We applaud inventive ideas and progress and it is fun when we see new things. It is just that good ideas don’t always make for a great product. Take the case of the 2-in-1 Spyder Bore Blade: it might have been better left as an idea, since we did not have good success with them on our simple project. For most professionals, when cutting wood, we use a wood blade. When cutting metal, we use a metal blade. And if we are doing plunge cuts, there are specific blades available that do an excellent job at that as well. When you start combining too many different features into one product, this is where things can get tricky because something is going to suffer. We were excited to give the new Spyder Bore-Blade a try to see if it could do all that the company claimed.
Spyder Bore Blade Features
The Spyder Bore blades are designed to fit into any reciprocating saw and are available in 6″, 8″ and 10″ lengths. All blade lengths are available with three different TPI configurations on the top and bottom of the blade. You can typically find them in 3-packs at Lowe’s and other retailers.
- 7 TPI (top)/ 7 TPI (bottom) – Wood Blade
- 0 TPI (top)/7 TPI (bottom) – General Purpose/Wood Blade
- 14 TPI (top)/10 TPI (bottom) – Metal/General Purpose Blade
The intention of the double-edge blade is that it is supposed to allow multi-directional cuts without flipping your saw over or taking the blade out. The rounded tip with teeth is intended to make plunge cuts easier by eliminating the need for pilot holes.
Testing and Use
For our multiple screen door installation project we chose the Metal/General Purpose Blade that has 14 TPI on the top with 10 TPI on the bottom edge. On the first door we had to cut the new aluminum storm door frame to fit the existing entry door frame. To do this we needed to trim approximately 2 inches of material off each of the side frames. Since the Spyder Bore Blade reciprocating saw blade had 14 TPI on the back side, we figured this would be an appropriate use for the blade. With the blade loaded into a cordless 12V Milwaukee Hackzall reciprocating saw, we commenced cutting the aluminum frame material. Actually it was more like we tried cutting the materials. We quickly caught on to one of the inherent problems with putting teeth on the back of an aggressively angled blade. When cutting with a reciprocating blade in the correct direction, the teeth of the blade are always pulling the material towards the shoe of the saw. This is accomplished by the rake angle of the blade in relation to the saw’s shoe or base. What we observed when trying to cut through the metal with the fine teeth on the back side of the saw blade is that there was never that natural drawing of the material towards the shoe. Even when we applied extra pressure to the tool and the blade, it would never “bite” quite right and allow us to complete the cut. Ultimately we just swapped out the Spyder Bore Blade for a standard metal blade and did the cuts in no time.
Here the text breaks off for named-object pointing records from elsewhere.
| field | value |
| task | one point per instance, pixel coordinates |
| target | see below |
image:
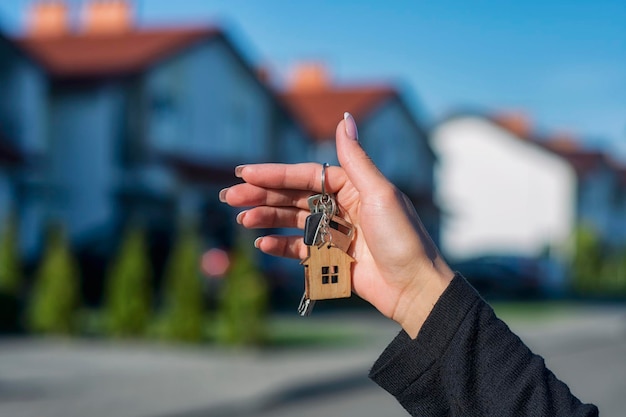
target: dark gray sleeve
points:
(467, 362)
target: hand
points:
(398, 268)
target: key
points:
(306, 306)
(318, 203)
(341, 233)
(311, 228)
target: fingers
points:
(305, 177)
(283, 246)
(358, 166)
(264, 217)
(247, 195)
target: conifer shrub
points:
(11, 277)
(588, 261)
(243, 303)
(128, 287)
(183, 298)
(55, 297)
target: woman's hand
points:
(398, 268)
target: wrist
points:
(419, 298)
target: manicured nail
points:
(350, 124)
(240, 217)
(223, 195)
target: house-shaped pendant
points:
(327, 272)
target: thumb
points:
(358, 166)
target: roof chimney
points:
(517, 123)
(106, 17)
(310, 76)
(48, 18)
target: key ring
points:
(325, 197)
(324, 166)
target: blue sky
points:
(563, 63)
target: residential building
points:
(139, 124)
(23, 122)
(138, 113)
(502, 193)
(389, 131)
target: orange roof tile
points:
(88, 56)
(320, 110)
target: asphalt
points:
(94, 378)
(78, 377)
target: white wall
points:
(501, 195)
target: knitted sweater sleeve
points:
(467, 362)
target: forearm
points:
(465, 361)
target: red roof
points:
(320, 110)
(88, 56)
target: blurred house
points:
(23, 121)
(601, 191)
(103, 124)
(505, 190)
(391, 134)
(146, 121)
(129, 125)
(502, 193)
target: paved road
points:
(96, 379)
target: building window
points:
(330, 274)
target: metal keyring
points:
(324, 166)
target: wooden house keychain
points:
(327, 268)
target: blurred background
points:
(121, 120)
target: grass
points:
(283, 331)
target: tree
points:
(243, 306)
(184, 311)
(56, 293)
(128, 291)
(588, 261)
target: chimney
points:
(106, 17)
(48, 18)
(517, 123)
(310, 76)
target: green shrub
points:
(55, 297)
(184, 310)
(11, 278)
(128, 289)
(243, 306)
(588, 261)
(10, 263)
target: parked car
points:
(503, 276)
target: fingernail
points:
(350, 124)
(223, 195)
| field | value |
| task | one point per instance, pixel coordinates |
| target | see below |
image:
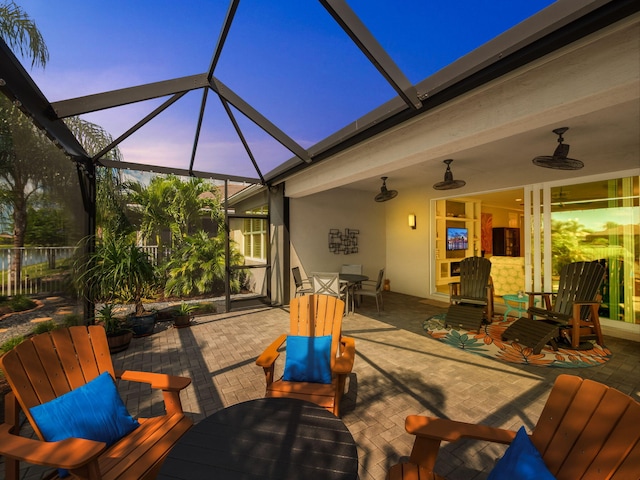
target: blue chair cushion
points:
(308, 359)
(93, 411)
(521, 461)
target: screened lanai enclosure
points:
(180, 126)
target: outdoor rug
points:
(488, 343)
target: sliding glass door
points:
(593, 221)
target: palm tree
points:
(153, 203)
(198, 267)
(20, 33)
(192, 201)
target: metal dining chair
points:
(303, 286)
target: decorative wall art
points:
(346, 242)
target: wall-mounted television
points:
(457, 238)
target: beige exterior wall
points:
(313, 216)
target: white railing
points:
(42, 270)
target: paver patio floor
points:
(398, 371)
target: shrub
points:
(20, 303)
(12, 342)
(45, 327)
(72, 320)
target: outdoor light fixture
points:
(449, 183)
(385, 194)
(559, 160)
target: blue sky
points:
(287, 58)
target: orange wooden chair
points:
(586, 430)
(574, 312)
(471, 298)
(313, 316)
(51, 364)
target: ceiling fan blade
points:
(562, 150)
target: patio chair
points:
(471, 299)
(63, 381)
(586, 430)
(318, 358)
(573, 315)
(303, 286)
(328, 283)
(372, 289)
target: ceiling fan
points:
(559, 159)
(385, 194)
(449, 183)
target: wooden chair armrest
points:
(70, 453)
(451, 430)
(171, 385)
(430, 432)
(344, 363)
(160, 381)
(587, 302)
(271, 353)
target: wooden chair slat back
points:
(54, 373)
(630, 466)
(579, 281)
(51, 364)
(474, 277)
(584, 427)
(317, 315)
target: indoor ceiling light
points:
(559, 160)
(385, 194)
(449, 183)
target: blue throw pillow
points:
(521, 461)
(308, 359)
(93, 411)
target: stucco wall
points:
(313, 216)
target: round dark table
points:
(269, 438)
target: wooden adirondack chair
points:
(471, 299)
(586, 430)
(574, 313)
(313, 316)
(51, 364)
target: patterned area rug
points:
(488, 343)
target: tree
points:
(566, 240)
(29, 163)
(198, 267)
(170, 202)
(20, 33)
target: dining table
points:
(267, 438)
(351, 280)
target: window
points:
(254, 232)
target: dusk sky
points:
(287, 58)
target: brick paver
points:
(398, 371)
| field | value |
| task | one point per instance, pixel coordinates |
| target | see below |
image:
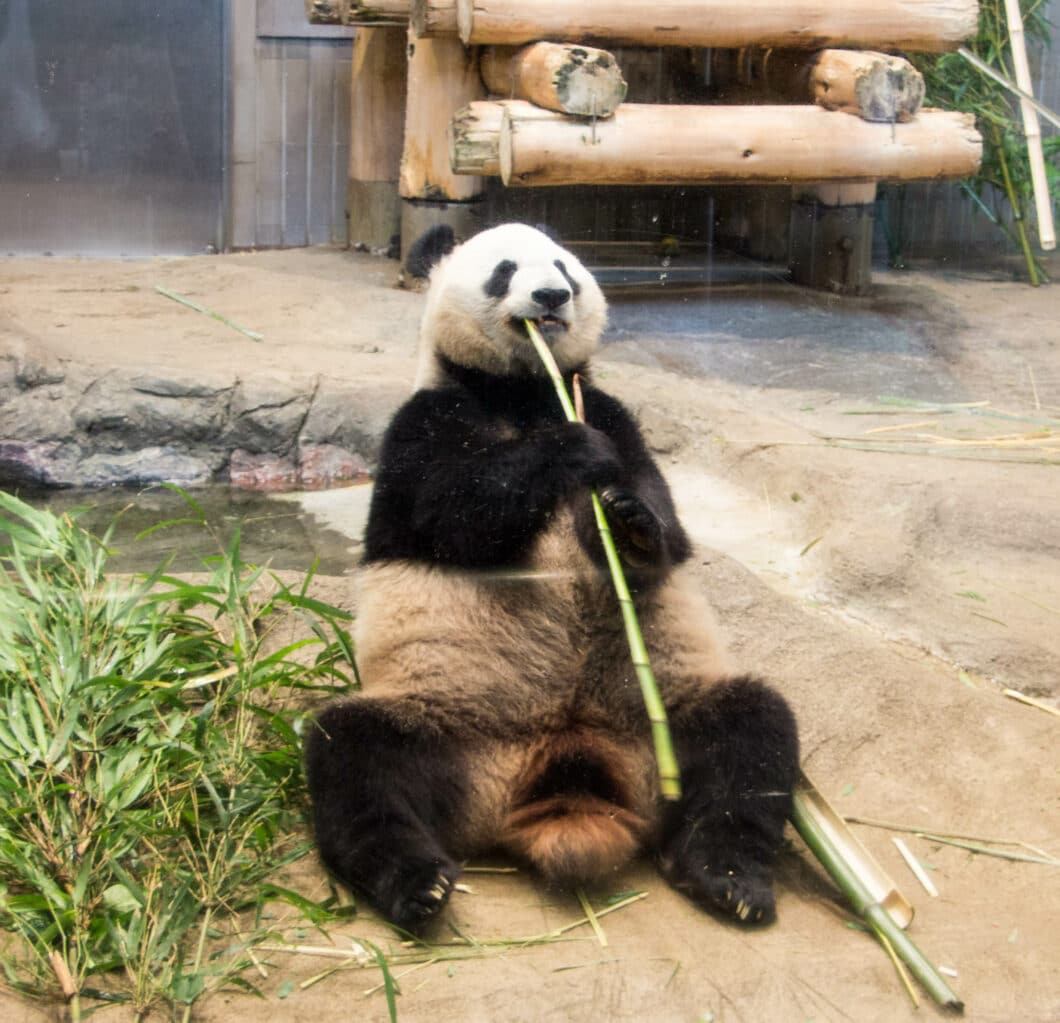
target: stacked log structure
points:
(785, 72)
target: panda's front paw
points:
(635, 526)
(421, 894)
(744, 896)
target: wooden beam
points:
(875, 86)
(560, 76)
(898, 24)
(659, 144)
(376, 133)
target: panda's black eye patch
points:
(576, 288)
(496, 286)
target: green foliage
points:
(149, 761)
(1004, 177)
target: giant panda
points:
(499, 707)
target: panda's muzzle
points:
(550, 299)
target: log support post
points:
(376, 119)
(442, 77)
(831, 236)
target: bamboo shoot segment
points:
(656, 144)
(898, 24)
(559, 76)
(429, 18)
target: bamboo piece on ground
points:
(893, 24)
(668, 771)
(870, 912)
(555, 75)
(430, 18)
(871, 85)
(658, 144)
(1031, 128)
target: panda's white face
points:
(481, 293)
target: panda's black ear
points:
(428, 249)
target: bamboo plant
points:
(668, 771)
(1004, 178)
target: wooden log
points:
(657, 144)
(875, 86)
(898, 24)
(430, 18)
(442, 77)
(376, 131)
(555, 75)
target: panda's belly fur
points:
(529, 671)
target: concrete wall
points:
(288, 127)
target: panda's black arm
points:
(640, 508)
(457, 487)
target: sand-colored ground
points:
(893, 567)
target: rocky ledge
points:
(67, 424)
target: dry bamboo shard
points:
(559, 76)
(898, 24)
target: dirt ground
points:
(875, 488)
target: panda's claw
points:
(423, 897)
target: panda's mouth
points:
(548, 324)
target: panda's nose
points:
(551, 298)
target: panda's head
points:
(482, 290)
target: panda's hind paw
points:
(423, 894)
(744, 897)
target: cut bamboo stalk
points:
(1031, 128)
(430, 18)
(475, 134)
(669, 773)
(864, 904)
(898, 24)
(658, 144)
(442, 77)
(555, 75)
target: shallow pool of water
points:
(275, 529)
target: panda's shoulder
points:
(436, 405)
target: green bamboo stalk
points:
(669, 772)
(873, 914)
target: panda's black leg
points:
(738, 752)
(383, 795)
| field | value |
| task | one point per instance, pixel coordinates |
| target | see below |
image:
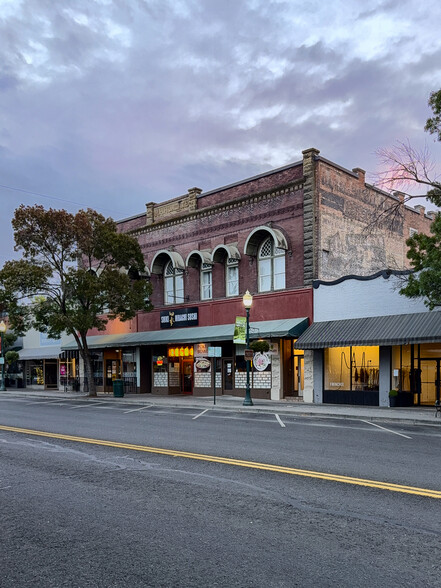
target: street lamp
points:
(247, 302)
(2, 333)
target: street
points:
(139, 495)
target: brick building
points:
(272, 234)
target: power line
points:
(55, 198)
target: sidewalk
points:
(411, 415)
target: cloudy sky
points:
(112, 104)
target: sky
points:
(113, 104)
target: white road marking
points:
(384, 429)
(281, 423)
(91, 405)
(58, 401)
(135, 409)
(200, 414)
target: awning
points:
(40, 352)
(262, 329)
(402, 329)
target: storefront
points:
(358, 361)
(40, 367)
(194, 360)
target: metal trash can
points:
(118, 388)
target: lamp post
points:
(2, 333)
(247, 302)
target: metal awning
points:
(402, 329)
(40, 352)
(261, 329)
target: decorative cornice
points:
(222, 207)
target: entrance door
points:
(298, 375)
(227, 369)
(51, 373)
(187, 376)
(430, 381)
(113, 372)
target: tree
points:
(76, 273)
(404, 166)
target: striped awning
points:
(402, 329)
(261, 329)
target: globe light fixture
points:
(247, 302)
(2, 334)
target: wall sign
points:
(182, 317)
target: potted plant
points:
(259, 346)
(393, 398)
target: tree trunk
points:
(85, 354)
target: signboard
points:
(201, 350)
(215, 352)
(240, 330)
(45, 340)
(248, 354)
(182, 317)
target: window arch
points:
(271, 266)
(206, 281)
(173, 284)
(232, 277)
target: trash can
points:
(118, 388)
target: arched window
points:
(206, 281)
(232, 277)
(271, 267)
(173, 284)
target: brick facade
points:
(324, 217)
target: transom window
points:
(271, 266)
(173, 285)
(232, 277)
(206, 281)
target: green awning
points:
(261, 329)
(398, 329)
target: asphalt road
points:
(75, 513)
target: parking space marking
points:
(137, 409)
(57, 401)
(281, 423)
(384, 429)
(200, 414)
(92, 404)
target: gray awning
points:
(40, 352)
(262, 329)
(424, 327)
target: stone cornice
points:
(221, 207)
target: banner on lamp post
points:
(240, 331)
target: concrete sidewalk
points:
(411, 415)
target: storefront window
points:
(352, 368)
(338, 368)
(35, 373)
(401, 368)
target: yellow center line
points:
(235, 462)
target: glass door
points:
(187, 376)
(430, 381)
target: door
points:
(227, 369)
(430, 381)
(51, 373)
(298, 375)
(113, 372)
(187, 376)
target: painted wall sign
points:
(182, 317)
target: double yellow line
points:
(235, 462)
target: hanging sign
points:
(182, 317)
(240, 330)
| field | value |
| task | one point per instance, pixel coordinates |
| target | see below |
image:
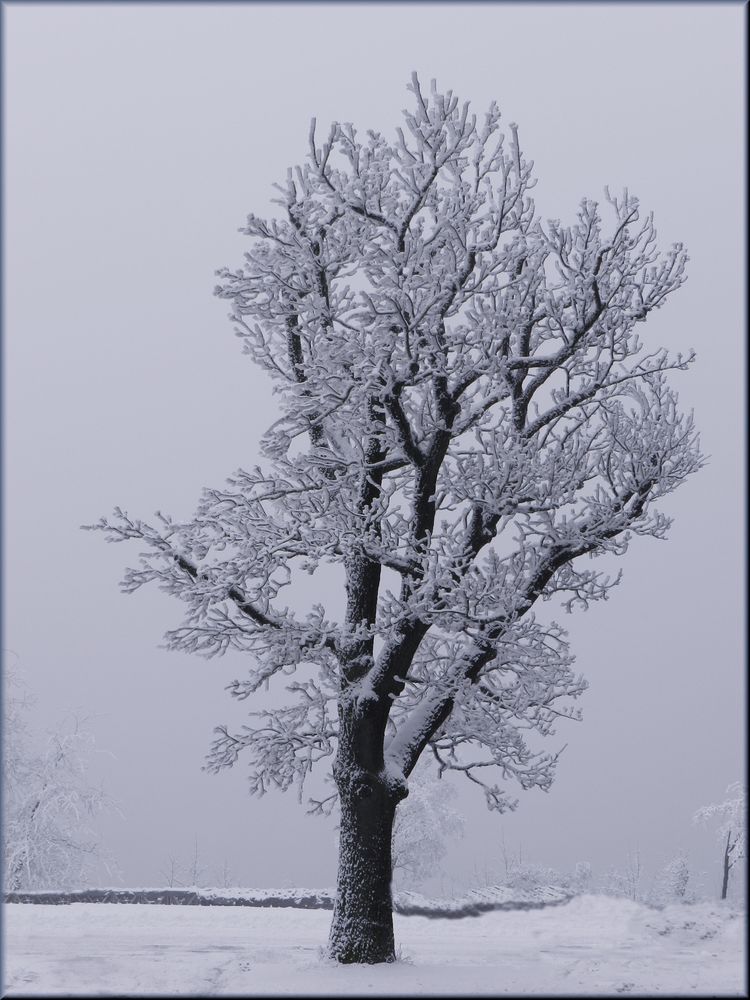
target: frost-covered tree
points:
(732, 829)
(468, 415)
(48, 800)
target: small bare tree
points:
(732, 829)
(425, 823)
(481, 419)
(48, 800)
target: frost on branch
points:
(469, 415)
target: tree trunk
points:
(725, 881)
(362, 926)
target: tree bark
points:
(362, 926)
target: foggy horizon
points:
(138, 139)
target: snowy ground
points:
(592, 945)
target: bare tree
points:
(732, 831)
(172, 872)
(481, 418)
(424, 824)
(48, 799)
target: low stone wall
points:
(406, 903)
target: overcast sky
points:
(137, 138)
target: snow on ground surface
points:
(592, 945)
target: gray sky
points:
(137, 138)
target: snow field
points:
(592, 945)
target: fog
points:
(137, 138)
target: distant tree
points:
(481, 419)
(172, 872)
(425, 823)
(48, 800)
(732, 829)
(671, 883)
(626, 881)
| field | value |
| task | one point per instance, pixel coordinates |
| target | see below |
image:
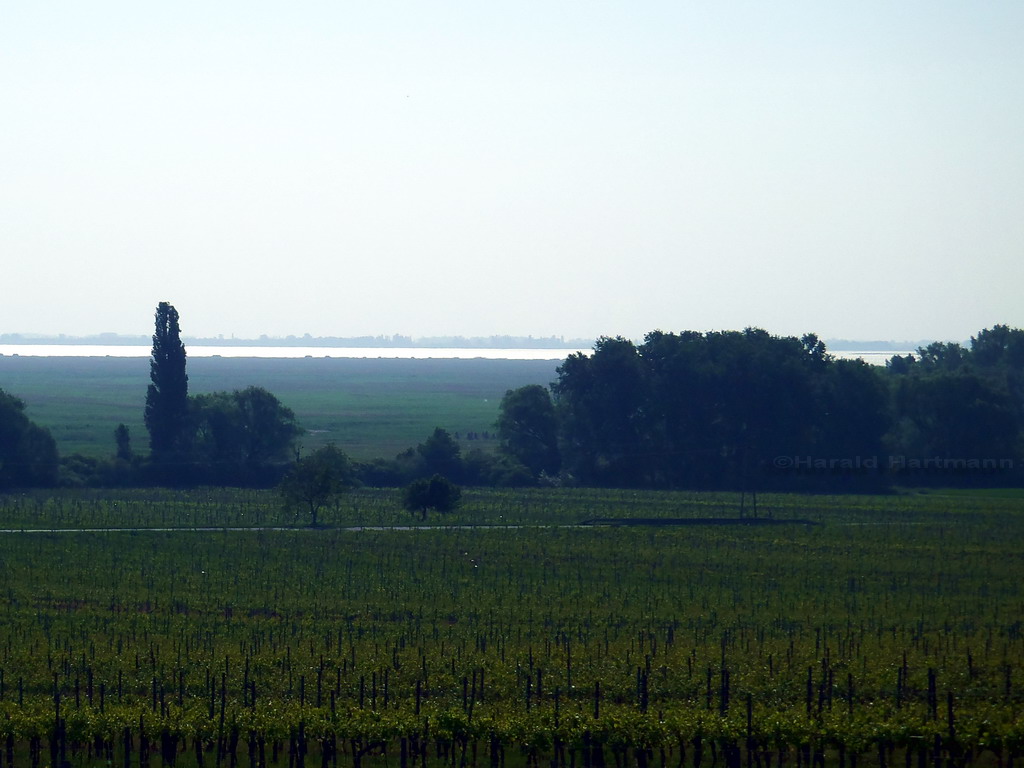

Our second test of the Spyder Bore Blade was to plunge cut though a piece of 1x pine material to help make a door frame larger so that we could properly install our second storm door. We did the majority of the cuts with a circular saw set to the proper depth, but we needed to complete the cuts into the corners with the reciprocating saw blade. What we found was that, when we used this blade in a Ridgid 18V Cordless reciprocating saw, is that it did a marginal job of removing material in a plunge cut scenario. When we examined the top of the saw blade, it actually had almost a 1/4″ long section where there were no teeth and, to us, it appeared that the teeth are not aggressive enough to really remove material. Again, we found ourselves having to swap out to a dedicated wood reciprocating saw blade that actually had a tip that would dig right into the wood. The large blade tip on the Bore-Blade seems counter-productive when compared to a blade with a finer tip and aggressive teeth that tear into the wood.
Conclusion
The Spyder 2-in-1 Bore Blade might be a reasonable blade for the very occasional user, but we would suggest pros and even casual do-it-yourself folks to just buy the right type of blades for the project they are working on. While the Bore Blade is not a bad idea, we think that it needs some refinement before it can be considered effective at more than just providing straight cuts in wood.